Década de 2004 a 2014: “Reflorescimento dos movimentos sociais. Governos progressistas na América Latina.” O neoliberalismo é derrotado política e eleitoralmente em diferentes países. Acontecem governos democrático-populares, com políticas públicas construídas com participação popular, como, por exemplo, o Fome Zero no Brasil, estimulado pela frase histórica de Frei Betto: “Matar a fome de pão, sim, em primeiro lugar. Mas junto, e ao mesmo tempo, saciar a sede de beleza”. O que aconteceu a partir da Rede de Educação Cidadã, RECID, da PNEP-SUS, Política nacional de Educação Popular em Saúde, do Marco de Referência da Educação Popular social para as Políticas Públicas, da Política nacional de Participação Social, das Políticas de Formação de Ecosol, Economia Solidária, e construção, interrompida por um golpe no Brasil, da PNEP, da Política Nacional de Educação Popular.

Assim também em outros países, o povo organizado, via educação popular e governos democrático-populares, enfrentou as tradicionais e sempre presentes elites conservadoras, promotoras da exclusão social e da desigualdade, quando não de ditaduras. Paulo Freire, finalmente, foi declarado anistiado político em 2009. E legal e oficialmente, com toda justiça, em 2012, Paulo Freire, por lei do Congresso nacional brasileiro, Patrono da Educação brasileira.

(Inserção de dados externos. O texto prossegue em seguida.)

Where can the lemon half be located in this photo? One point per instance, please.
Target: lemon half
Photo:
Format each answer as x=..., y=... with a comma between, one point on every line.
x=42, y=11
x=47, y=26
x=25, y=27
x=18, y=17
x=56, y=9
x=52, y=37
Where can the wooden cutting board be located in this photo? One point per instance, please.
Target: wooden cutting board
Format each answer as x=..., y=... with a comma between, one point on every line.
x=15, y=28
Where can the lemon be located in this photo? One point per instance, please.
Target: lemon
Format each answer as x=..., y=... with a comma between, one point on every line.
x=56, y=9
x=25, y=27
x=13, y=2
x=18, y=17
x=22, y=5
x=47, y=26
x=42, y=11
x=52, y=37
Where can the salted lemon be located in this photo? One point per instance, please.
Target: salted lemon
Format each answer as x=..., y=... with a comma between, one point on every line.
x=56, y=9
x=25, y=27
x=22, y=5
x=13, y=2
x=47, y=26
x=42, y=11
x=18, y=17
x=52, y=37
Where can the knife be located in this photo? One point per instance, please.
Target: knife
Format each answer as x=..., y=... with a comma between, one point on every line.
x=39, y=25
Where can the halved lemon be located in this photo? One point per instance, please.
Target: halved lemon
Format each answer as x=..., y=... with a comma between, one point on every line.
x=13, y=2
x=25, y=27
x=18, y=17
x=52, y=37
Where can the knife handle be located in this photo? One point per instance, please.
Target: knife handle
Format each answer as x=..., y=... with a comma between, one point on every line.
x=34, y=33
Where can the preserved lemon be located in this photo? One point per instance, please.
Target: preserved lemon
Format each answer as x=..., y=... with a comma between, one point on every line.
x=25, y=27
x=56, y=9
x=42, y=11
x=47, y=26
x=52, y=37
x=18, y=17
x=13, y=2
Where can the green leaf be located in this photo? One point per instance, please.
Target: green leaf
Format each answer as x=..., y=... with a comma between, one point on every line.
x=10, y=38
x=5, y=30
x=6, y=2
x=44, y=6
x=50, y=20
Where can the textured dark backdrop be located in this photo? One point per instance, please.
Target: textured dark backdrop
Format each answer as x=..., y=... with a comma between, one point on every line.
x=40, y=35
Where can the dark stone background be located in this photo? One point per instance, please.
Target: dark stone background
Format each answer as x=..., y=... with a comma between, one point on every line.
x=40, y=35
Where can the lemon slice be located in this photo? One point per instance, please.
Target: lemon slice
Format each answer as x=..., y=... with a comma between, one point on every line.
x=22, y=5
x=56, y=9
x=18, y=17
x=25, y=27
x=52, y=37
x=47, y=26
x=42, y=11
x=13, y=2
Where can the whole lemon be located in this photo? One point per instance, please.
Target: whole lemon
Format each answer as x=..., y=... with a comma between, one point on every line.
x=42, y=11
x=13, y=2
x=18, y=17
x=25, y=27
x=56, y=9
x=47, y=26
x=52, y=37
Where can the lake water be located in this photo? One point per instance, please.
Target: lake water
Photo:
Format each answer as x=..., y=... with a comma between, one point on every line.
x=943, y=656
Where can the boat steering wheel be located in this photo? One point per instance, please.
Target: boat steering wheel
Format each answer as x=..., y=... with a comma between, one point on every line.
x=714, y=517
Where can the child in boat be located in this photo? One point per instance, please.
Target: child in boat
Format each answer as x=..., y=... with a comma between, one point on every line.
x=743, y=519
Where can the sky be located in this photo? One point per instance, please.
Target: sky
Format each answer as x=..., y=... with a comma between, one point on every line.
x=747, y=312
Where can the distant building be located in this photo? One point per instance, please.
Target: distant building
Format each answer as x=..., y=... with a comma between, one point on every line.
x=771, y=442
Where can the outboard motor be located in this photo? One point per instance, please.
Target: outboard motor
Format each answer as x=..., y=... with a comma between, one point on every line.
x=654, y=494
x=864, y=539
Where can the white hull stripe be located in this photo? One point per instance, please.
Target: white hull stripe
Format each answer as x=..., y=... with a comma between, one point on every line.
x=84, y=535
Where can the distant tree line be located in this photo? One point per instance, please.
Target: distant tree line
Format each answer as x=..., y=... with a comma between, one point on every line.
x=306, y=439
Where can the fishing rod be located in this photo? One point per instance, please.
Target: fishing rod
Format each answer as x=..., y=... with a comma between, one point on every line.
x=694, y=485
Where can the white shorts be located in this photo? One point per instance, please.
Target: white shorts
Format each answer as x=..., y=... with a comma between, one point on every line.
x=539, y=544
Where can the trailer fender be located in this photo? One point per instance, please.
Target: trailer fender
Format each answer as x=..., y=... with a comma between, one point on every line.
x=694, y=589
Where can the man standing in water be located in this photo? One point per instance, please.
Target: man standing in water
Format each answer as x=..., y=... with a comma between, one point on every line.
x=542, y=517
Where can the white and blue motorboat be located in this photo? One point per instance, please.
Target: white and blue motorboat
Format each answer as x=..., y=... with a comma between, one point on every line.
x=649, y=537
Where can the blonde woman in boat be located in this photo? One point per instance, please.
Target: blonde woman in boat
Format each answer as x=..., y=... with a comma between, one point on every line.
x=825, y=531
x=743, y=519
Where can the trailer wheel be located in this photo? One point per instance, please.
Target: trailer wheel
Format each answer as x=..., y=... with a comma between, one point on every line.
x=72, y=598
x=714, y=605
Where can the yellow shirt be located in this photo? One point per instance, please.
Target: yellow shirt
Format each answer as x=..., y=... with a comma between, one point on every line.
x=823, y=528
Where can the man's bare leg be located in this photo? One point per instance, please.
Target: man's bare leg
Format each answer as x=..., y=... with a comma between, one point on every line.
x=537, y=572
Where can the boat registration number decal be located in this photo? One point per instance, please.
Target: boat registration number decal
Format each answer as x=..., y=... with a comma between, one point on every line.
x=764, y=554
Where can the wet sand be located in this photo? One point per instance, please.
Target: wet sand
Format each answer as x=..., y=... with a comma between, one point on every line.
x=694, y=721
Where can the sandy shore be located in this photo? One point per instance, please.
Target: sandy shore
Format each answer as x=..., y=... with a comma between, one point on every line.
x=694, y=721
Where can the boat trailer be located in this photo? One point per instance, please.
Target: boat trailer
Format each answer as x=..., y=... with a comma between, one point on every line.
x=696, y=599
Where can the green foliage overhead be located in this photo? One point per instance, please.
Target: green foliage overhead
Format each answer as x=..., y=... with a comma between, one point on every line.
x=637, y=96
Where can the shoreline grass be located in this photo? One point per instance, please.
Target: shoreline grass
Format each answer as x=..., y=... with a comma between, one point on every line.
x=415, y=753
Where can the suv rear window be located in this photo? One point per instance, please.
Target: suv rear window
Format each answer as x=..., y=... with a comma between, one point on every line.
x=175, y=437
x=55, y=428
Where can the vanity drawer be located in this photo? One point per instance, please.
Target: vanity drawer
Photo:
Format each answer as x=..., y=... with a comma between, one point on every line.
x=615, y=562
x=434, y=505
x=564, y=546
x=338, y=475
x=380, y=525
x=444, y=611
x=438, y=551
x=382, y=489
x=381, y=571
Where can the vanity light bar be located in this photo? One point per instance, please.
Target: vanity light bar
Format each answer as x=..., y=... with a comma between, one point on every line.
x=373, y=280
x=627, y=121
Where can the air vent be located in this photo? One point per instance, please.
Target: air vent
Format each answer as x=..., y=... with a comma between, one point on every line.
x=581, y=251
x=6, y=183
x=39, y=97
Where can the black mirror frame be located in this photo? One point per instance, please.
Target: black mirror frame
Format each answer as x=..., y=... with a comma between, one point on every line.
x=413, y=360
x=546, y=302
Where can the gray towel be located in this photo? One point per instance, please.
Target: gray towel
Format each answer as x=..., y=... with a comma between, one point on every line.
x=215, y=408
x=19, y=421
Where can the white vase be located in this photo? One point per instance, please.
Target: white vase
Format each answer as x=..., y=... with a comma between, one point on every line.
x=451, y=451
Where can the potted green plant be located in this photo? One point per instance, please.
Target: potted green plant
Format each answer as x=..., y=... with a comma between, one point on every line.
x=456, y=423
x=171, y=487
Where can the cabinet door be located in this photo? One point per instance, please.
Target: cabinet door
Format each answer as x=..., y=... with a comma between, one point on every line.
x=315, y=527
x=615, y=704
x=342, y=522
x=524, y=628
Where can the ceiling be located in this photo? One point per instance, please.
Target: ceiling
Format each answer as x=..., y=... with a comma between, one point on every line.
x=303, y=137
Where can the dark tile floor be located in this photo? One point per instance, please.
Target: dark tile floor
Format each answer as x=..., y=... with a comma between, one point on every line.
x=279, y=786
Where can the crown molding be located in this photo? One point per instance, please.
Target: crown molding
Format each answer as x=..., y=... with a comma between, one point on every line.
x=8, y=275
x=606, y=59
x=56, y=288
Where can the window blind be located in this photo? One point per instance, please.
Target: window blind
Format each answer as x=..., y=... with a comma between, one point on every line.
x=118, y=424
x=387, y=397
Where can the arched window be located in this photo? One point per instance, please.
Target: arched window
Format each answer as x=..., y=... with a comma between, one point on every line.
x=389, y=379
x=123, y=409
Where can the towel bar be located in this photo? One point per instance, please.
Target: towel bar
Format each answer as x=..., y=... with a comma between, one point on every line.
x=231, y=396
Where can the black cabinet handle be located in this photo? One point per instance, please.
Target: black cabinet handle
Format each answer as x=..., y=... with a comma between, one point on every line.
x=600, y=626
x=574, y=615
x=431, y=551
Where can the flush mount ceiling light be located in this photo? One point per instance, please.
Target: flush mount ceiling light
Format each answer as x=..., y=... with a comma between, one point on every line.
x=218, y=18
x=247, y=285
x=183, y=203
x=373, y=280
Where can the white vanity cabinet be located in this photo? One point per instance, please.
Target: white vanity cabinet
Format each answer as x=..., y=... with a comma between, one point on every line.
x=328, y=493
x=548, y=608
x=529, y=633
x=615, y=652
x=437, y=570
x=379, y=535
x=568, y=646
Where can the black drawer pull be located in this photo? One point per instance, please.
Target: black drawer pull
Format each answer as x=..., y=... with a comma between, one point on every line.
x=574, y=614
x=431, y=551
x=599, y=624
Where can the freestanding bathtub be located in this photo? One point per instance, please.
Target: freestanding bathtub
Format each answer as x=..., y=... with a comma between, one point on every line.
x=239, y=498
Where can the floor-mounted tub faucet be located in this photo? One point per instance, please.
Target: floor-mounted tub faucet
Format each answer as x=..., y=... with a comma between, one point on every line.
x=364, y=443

Década de 2015 a 2023: “Construção do movimento educação popular na América Latina e Caribe. Centenário de Paulo Freire. Fortalecimento do CEAAL como movimento.” Os ataques a Paulo Freire e à educação popular exigiram uma Campanha em Defesa do Legado de Paulo Freire. As celebrações do seu centenário na América Latina e Caribe, África e mundo inteiro, em 2021, aconteceram com festa, homenagens e muitos debates. O CEAAL não é mais apenas um Conselho. Assume-se como movimento a impulsionar a educação popular, a participação popular e a democracia.   

Os desafios em 2023 são muitos. Nas palavras de Paulo Freire, a hora é de ESPERANÇAR, ou seja, de construir a esperança. Os tempos são de colocar, em primeiro lugar, ser movimento, e não apenas ser instituição; de construir os inéditos viáveis, com sonho e utopia, a partir da realidade e da vida concreta do povo; de formular e construir-reconstruir políticas públicas com participação popular, o povo consciente e organizado com vez e voz.

O CEAAL e a educação popular assumem-se como articuladores do novo e do futuro, sem deixarem de ser voz crítica e profética, na base do diálogo e da amorosidade freireanas, quando necessário. Mais que nunca, a hora e o tempo são de formação na ação. Isto é, nos Comitês Populares de Luta, nas Cozinhas Solidárias e Comunitárias contra a Fome, em todos os espaços de organização popular, urge agir e formar, formar e agir ao mesmo tempo. Freireanamente.

Os 40 anos do CEAAL, Conselho e Movimento, mostram que Paulo Freire e a educação popular continuam presentes e atuantes no Brasil, na América Latina, no Caribe, no mundo. Viva Paulo Freire! Viva a educação popular!

* Este é um artigo de opinião. A visão do autor não necessariamente expressa a linha editorial do jornal Brasil de Fato.